The scrawled note, posted at thefilthandthefury.co.uk, states in Pistol-ian fashion (sic): "Next to the Sex Pistols, rock and roll and that hall of fame is a piss stain. Your museum. Urine in wine. We're not coming. We're not your monkeys. If you voted for us, hope you noted your reasons. Your anonymous as judges but your still music industry people. We're not coming. Your not paying attention. Outside the shit-stream is a real Sex Pistol."
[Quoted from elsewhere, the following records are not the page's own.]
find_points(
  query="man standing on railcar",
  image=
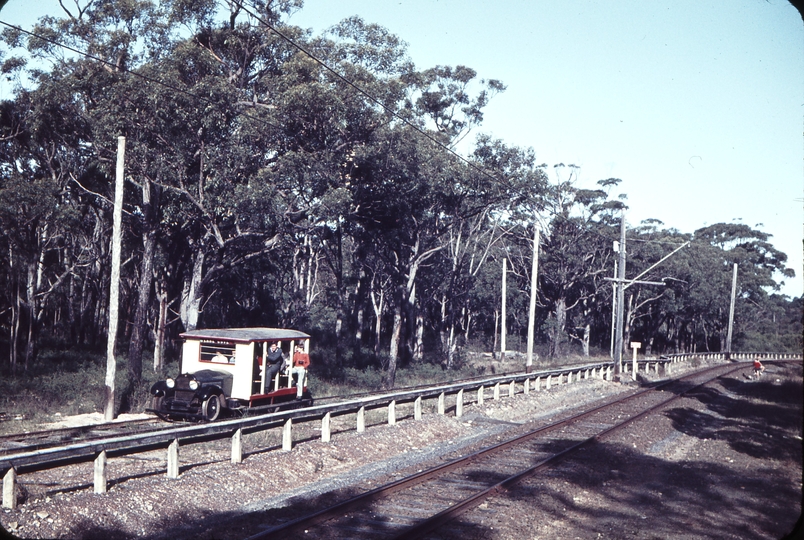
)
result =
(301, 361)
(275, 361)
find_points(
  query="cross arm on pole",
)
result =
(660, 261)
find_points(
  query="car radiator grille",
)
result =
(184, 395)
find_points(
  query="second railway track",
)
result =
(414, 506)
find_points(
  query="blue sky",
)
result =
(695, 104)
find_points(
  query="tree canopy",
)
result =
(280, 178)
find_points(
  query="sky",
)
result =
(696, 105)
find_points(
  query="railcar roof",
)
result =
(245, 335)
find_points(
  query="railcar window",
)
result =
(219, 353)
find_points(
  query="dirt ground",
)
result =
(726, 462)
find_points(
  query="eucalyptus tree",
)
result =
(577, 256)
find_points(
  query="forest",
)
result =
(274, 177)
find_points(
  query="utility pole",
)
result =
(731, 311)
(114, 285)
(533, 293)
(503, 328)
(618, 334)
(614, 301)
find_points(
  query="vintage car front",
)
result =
(192, 396)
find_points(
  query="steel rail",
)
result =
(38, 440)
(34, 460)
(285, 529)
(432, 523)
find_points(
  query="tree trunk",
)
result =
(139, 323)
(191, 296)
(585, 341)
(159, 346)
(396, 336)
(150, 203)
(557, 332)
(377, 302)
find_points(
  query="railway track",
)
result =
(417, 505)
(52, 438)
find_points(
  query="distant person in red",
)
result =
(301, 361)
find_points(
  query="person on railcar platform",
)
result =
(275, 361)
(301, 361)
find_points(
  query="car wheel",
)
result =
(211, 409)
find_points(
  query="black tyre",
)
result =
(211, 408)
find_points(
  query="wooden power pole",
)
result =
(503, 328)
(731, 311)
(533, 293)
(114, 286)
(618, 333)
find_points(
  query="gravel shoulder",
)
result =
(726, 459)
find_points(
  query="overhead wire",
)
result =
(362, 91)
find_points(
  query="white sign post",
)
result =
(635, 345)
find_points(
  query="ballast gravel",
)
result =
(726, 460)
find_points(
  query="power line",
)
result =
(128, 71)
(362, 91)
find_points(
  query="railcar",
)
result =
(223, 371)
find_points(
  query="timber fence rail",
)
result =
(474, 391)
(100, 450)
(666, 361)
The Pistols, who played their first gigs in 1975, took a decidedly more self-destructive approach to music than punk predecessors like the New York-based Ramones. For a little more than two years, they pummeled their way through four-letter-word-laced TV appearances, bodily-fluid-spilling airport adventures and songs, like the anthem "Anarchy in the U.K.," that walked the walk so many of their peers merely talked.
Frontman Johnny Rotten (now known by his birth name John Lydon), guitarist Steve Jones and drummer Paul Cook were ultimately joined by bassist Sid Vicious -- who replaced the overly music-conscious Glen Matlock and hastened the band's implosion before dying of a heroin overdose in 1979. Vicious' end also marked the end of the Pistols era. But it was not the final act for any of the participants, most notably Lydon, who went on to front Public Image Ltd. and carve out a niche as a professional curmudgeon.
After being denied entry five times, the Pistols were ushered in as part of a Class of 2006 that also includes Black Sabbath, Blondie, Lynyrd Skynyrd and the late Miles Davis. The twent-first annual induction ceremony will take place on March 13th at New York's Waldorf-Astoria Hotel.